Engineers Shouldn’t Write ETL: A Guide to Building a High Functioning Data Science Department

My Take

StitchFix is one of those companies where the algorithm is the product. Anyone can sell you clothes, but only StitchFix can sell you clothes with their (very good) algorithm. So, it should come as no surprise that they’ve got the Pipeline to Production for their algorithms down pat. One of the persistent questions in the data science field is “Should Data Scientists be Engineers?” At a functional level, the reason why they SHOULD be engineers is obvious; it gets things done. However, there’s an argument to be made that comparative advantage dictates that those responsibilities should be specialized – ie, they should NOT be engineers.

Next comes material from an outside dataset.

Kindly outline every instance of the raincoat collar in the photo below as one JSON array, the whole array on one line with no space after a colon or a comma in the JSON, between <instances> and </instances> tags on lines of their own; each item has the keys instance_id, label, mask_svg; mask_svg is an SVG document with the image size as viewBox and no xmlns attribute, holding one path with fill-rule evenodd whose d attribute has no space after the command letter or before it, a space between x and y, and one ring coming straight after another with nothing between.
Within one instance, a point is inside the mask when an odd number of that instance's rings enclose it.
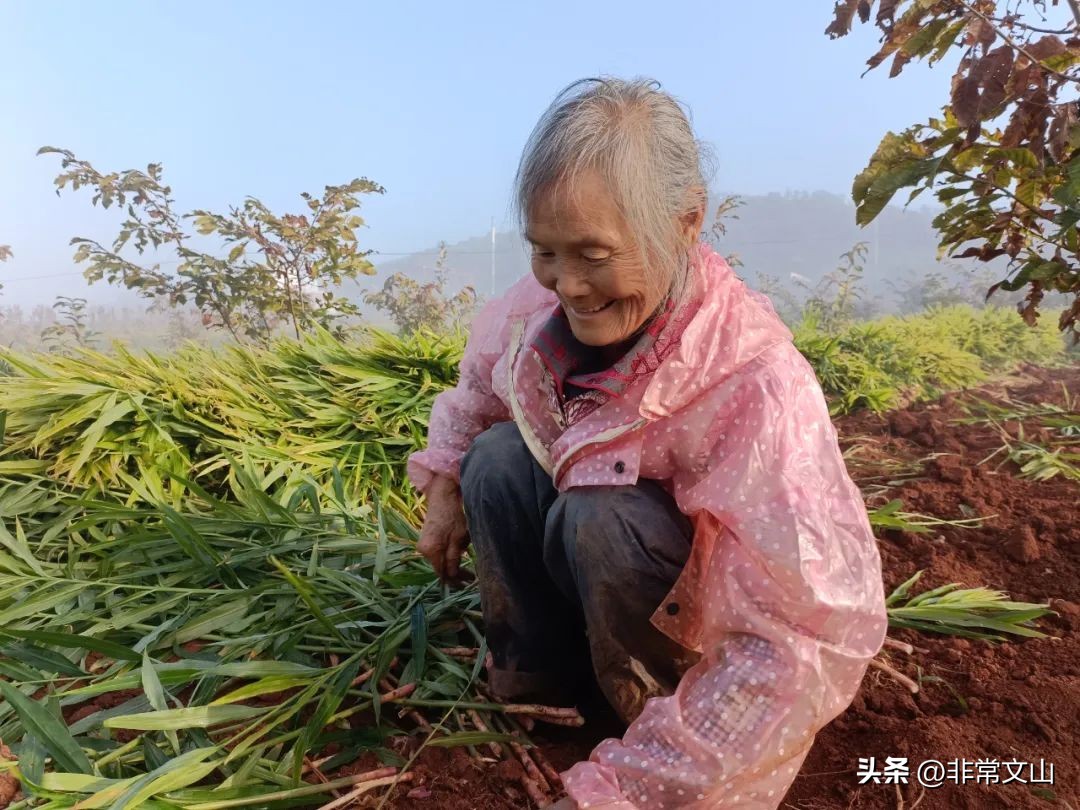
<instances>
[{"instance_id":1,"label":"raincoat collar","mask_svg":"<svg viewBox=\"0 0 1080 810\"><path fill-rule=\"evenodd\" d=\"M701 303L642 396L639 413L649 420L671 416L793 337L768 298L750 289L710 245L698 244L691 266L691 297Z\"/></svg>"}]
</instances>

This piece answers the question in the affirmative – Data Scientists should be engineers because writing ETL and pipelines for data science workflows is pretty thankless work from an engineer’s perspective, and they believe that any comparative advantage is overcome by the ability for Data Science teams to act independently and with ownership.

Their Take

If you read the recruiting propaganda of data science and algorithm development departments in the valley, you might be convinced that the relationship between data scientists and engineers is highly collaborative, organic, and creative. Just like peas and carrots.

However, it’s not a well kept secret that this is seldom the case. Most shops foster a relationship between engineers and scientists that lies somewhere in the spectrum between non-existent1 and highly dysfunctional.